There's nothing professional about choosing the wrong platform for your application and then jumping into a new proprietary language in the hope of fixing things with a rewrite.
> Have you looked at the medical devices in a hospital, recently?
Are you trying to imply they are Apple devices and/or becoming Apple devices? Because that's entirely opposite of what's going on at the several local hospitals (admittedly all under the same organization) near me.

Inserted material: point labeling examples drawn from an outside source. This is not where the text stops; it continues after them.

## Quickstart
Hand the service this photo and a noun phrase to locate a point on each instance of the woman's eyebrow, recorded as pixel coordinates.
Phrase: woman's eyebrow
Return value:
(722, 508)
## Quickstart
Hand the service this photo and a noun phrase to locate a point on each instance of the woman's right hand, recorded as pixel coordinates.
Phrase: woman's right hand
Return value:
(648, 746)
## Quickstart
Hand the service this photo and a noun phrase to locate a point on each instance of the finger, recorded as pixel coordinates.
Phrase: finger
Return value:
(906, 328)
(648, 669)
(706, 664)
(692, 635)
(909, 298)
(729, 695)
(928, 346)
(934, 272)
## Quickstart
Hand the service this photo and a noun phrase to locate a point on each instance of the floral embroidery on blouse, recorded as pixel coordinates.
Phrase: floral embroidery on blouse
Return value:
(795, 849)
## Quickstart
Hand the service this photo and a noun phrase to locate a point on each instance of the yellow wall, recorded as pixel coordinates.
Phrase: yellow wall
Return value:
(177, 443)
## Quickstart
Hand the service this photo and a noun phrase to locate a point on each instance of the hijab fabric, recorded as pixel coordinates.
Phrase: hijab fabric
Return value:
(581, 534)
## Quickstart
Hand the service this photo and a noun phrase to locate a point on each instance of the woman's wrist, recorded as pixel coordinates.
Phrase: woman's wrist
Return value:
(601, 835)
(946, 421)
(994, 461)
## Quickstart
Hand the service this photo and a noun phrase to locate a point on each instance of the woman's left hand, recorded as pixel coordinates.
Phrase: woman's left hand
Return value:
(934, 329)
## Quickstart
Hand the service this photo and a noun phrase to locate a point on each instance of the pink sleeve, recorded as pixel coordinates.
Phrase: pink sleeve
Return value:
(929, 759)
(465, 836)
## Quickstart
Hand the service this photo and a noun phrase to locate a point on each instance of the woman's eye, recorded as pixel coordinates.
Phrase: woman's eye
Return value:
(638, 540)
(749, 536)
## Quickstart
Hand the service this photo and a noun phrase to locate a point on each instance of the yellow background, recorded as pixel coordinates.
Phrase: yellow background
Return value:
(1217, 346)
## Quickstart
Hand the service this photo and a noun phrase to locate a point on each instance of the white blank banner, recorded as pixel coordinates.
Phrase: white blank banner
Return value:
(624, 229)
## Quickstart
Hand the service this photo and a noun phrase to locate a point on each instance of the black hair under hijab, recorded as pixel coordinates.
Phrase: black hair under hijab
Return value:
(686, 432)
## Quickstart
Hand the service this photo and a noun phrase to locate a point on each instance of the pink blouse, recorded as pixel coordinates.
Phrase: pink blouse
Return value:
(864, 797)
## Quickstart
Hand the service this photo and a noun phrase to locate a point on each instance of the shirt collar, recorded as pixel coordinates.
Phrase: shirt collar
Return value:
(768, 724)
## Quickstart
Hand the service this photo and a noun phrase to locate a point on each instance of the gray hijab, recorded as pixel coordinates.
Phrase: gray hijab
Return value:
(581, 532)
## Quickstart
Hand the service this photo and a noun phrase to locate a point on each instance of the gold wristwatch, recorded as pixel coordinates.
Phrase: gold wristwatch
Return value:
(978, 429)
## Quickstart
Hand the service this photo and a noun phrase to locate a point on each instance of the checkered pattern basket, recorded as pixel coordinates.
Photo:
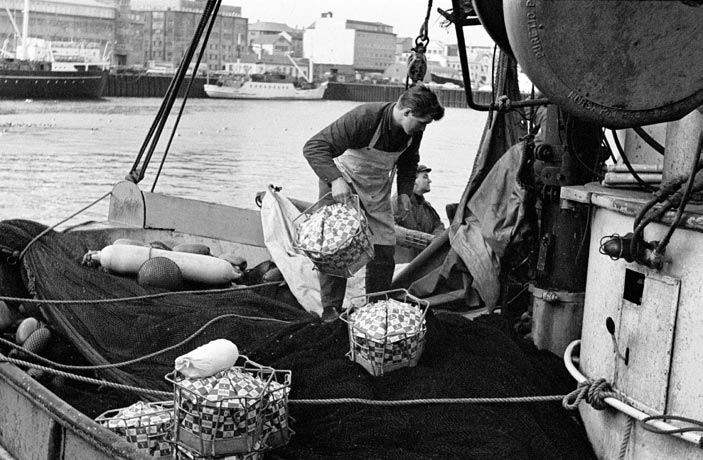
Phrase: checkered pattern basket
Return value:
(335, 237)
(144, 425)
(183, 453)
(237, 411)
(386, 334)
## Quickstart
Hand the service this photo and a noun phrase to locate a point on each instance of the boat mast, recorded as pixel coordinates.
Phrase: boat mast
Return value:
(294, 63)
(22, 50)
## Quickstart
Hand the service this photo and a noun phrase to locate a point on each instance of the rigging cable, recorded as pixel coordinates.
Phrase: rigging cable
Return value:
(136, 174)
(417, 61)
(213, 17)
(625, 160)
(661, 247)
(649, 139)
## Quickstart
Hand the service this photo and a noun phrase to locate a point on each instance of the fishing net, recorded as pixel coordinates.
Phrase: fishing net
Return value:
(461, 359)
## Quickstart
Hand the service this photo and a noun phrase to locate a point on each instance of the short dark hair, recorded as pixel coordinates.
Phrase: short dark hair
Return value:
(422, 102)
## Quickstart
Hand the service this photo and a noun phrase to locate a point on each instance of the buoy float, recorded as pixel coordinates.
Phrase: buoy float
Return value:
(234, 259)
(272, 275)
(194, 248)
(8, 316)
(129, 242)
(126, 260)
(25, 329)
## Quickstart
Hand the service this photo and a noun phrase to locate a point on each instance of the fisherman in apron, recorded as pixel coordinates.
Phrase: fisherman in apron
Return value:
(358, 154)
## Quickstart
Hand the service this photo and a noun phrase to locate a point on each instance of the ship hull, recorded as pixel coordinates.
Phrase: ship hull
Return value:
(264, 90)
(35, 84)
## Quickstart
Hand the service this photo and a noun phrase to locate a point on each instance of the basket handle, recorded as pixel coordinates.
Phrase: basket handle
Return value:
(354, 197)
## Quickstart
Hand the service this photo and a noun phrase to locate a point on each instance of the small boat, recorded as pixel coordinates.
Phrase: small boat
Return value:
(40, 69)
(269, 85)
(448, 80)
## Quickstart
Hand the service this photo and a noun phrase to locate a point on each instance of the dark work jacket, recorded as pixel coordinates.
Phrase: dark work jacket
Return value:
(422, 216)
(354, 130)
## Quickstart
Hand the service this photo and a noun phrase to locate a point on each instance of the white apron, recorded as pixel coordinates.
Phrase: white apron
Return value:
(369, 170)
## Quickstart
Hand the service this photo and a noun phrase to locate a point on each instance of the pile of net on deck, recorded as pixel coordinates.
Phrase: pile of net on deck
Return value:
(462, 359)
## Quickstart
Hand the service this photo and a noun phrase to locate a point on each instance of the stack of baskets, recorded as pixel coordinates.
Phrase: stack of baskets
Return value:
(238, 413)
(144, 425)
(386, 334)
(335, 237)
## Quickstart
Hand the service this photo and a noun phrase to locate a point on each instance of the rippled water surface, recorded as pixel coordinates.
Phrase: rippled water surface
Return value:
(58, 157)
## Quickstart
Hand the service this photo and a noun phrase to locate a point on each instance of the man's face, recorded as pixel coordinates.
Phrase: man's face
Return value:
(412, 124)
(422, 183)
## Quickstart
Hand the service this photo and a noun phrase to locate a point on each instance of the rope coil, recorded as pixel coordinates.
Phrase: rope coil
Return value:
(593, 391)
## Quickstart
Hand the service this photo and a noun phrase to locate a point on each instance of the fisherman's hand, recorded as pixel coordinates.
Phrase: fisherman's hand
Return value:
(341, 192)
(403, 207)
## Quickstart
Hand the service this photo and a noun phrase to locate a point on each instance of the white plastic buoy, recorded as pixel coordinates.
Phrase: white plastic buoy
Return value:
(126, 259)
(208, 359)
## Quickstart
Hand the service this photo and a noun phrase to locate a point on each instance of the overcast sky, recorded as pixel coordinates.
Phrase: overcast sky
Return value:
(406, 16)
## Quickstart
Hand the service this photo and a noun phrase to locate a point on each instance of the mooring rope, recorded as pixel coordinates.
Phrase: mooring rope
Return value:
(140, 297)
(36, 238)
(135, 360)
(626, 438)
(302, 402)
(593, 391)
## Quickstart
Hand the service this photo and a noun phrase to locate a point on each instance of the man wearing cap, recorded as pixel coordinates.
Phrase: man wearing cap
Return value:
(357, 154)
(421, 216)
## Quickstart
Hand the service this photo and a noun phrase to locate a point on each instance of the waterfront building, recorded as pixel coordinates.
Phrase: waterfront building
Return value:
(275, 38)
(169, 26)
(349, 47)
(89, 24)
(276, 63)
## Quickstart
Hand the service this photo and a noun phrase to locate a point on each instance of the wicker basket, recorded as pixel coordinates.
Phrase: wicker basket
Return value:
(146, 426)
(335, 237)
(386, 334)
(238, 411)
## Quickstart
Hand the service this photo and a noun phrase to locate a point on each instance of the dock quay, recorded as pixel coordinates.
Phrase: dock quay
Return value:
(157, 85)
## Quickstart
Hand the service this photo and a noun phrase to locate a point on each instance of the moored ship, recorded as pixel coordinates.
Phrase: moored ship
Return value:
(39, 69)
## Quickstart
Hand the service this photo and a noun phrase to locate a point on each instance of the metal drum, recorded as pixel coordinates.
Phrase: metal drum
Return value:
(615, 63)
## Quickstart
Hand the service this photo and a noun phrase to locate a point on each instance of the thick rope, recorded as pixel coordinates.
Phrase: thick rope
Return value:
(306, 402)
(22, 350)
(626, 439)
(36, 238)
(81, 378)
(416, 402)
(594, 392)
(141, 297)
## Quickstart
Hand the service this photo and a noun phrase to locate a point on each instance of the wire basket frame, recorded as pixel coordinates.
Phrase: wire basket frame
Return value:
(386, 352)
(246, 411)
(352, 244)
(145, 425)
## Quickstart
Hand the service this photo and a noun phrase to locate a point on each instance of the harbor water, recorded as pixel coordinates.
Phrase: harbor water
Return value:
(60, 156)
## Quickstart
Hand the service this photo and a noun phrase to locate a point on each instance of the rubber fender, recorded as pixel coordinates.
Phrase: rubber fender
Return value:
(160, 272)
(234, 259)
(8, 316)
(255, 275)
(25, 329)
(159, 245)
(126, 260)
(272, 275)
(129, 242)
(38, 340)
(193, 248)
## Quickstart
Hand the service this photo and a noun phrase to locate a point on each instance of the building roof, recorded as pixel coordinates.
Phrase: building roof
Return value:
(271, 39)
(261, 26)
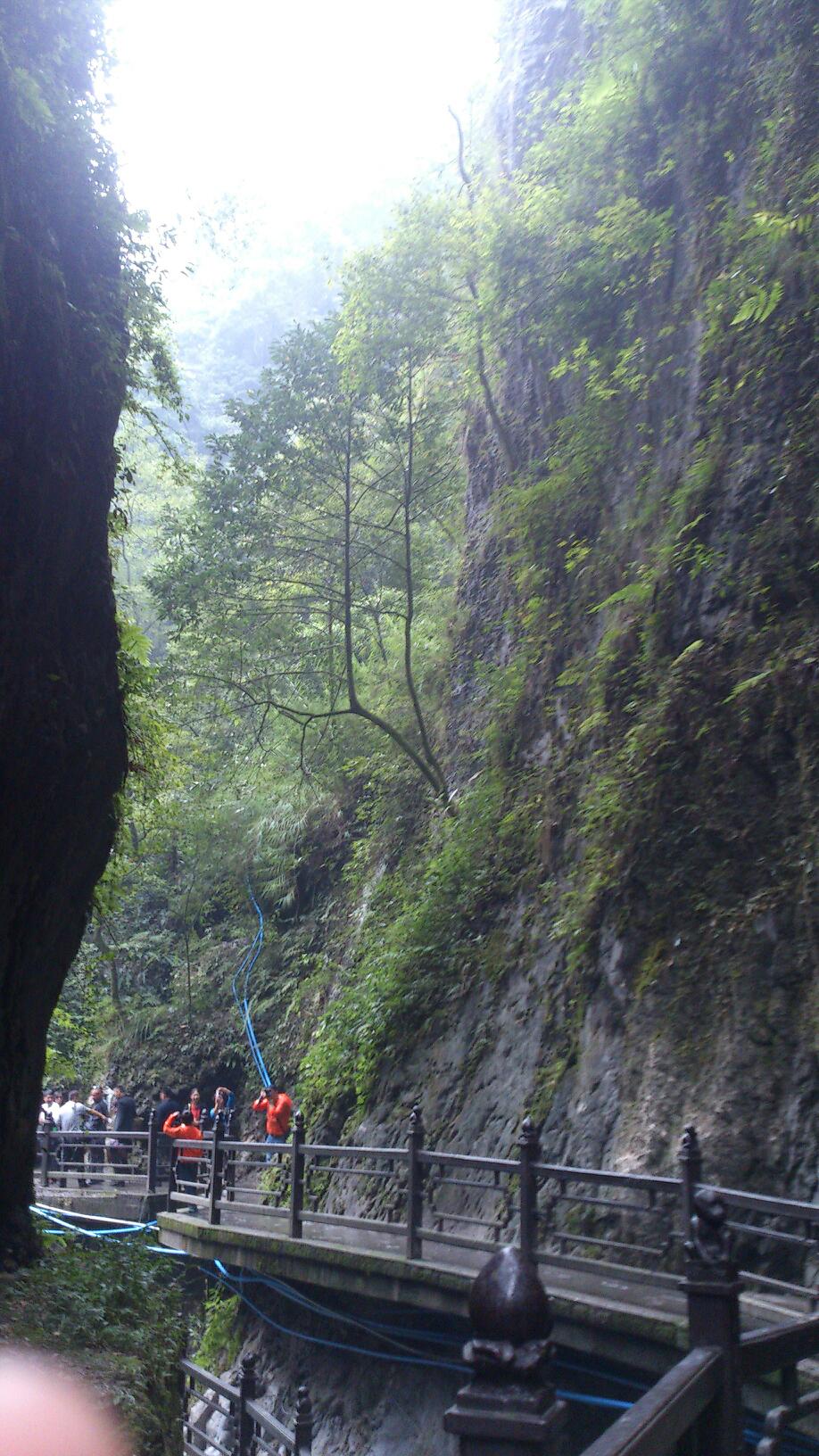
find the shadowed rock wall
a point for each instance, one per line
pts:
(62, 387)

They are implying that medical devices are notoriously bad at being proprietary/closed. Hospitals would be much better off if the devices could talk to each other but it isn't feasible as-is because device manufacturers want lock-in. The current situation leads to issues like alarm fatigue where nurses effectively ignore problems due to too many devices. If they were centralized then there could be one management system that intelligently alerts the nurse of any issues.
Let's not forget that Apple announced back in June that Swift would be open sourced by the end of 2015; it might end up being a holiday present for developers.
What's irrational about disliking an environment hostile to developers? When you you do robotics, you want full control over the software, so the natural fit is some Linux variant, not OS X or iOS.
I could say that far more about FOSS developers. Many of them operate under the idea that they bear no responsibility for the software they write, and as such, have no impetus toward quality.
Maybe you don't realize that "software" includes the kernel. Is it even possible to do a real-time fork of it like people did with RTLinux, RTAI and Xenomai?
Of course it's not, because OS X gives you shit and you invested so much in it already that you have to convince yourself that it tastes good.
There's nothing professional about choosing the wrong platform for your application and then jumping into a new proprietary language in the hope of fixing things with a rewrite.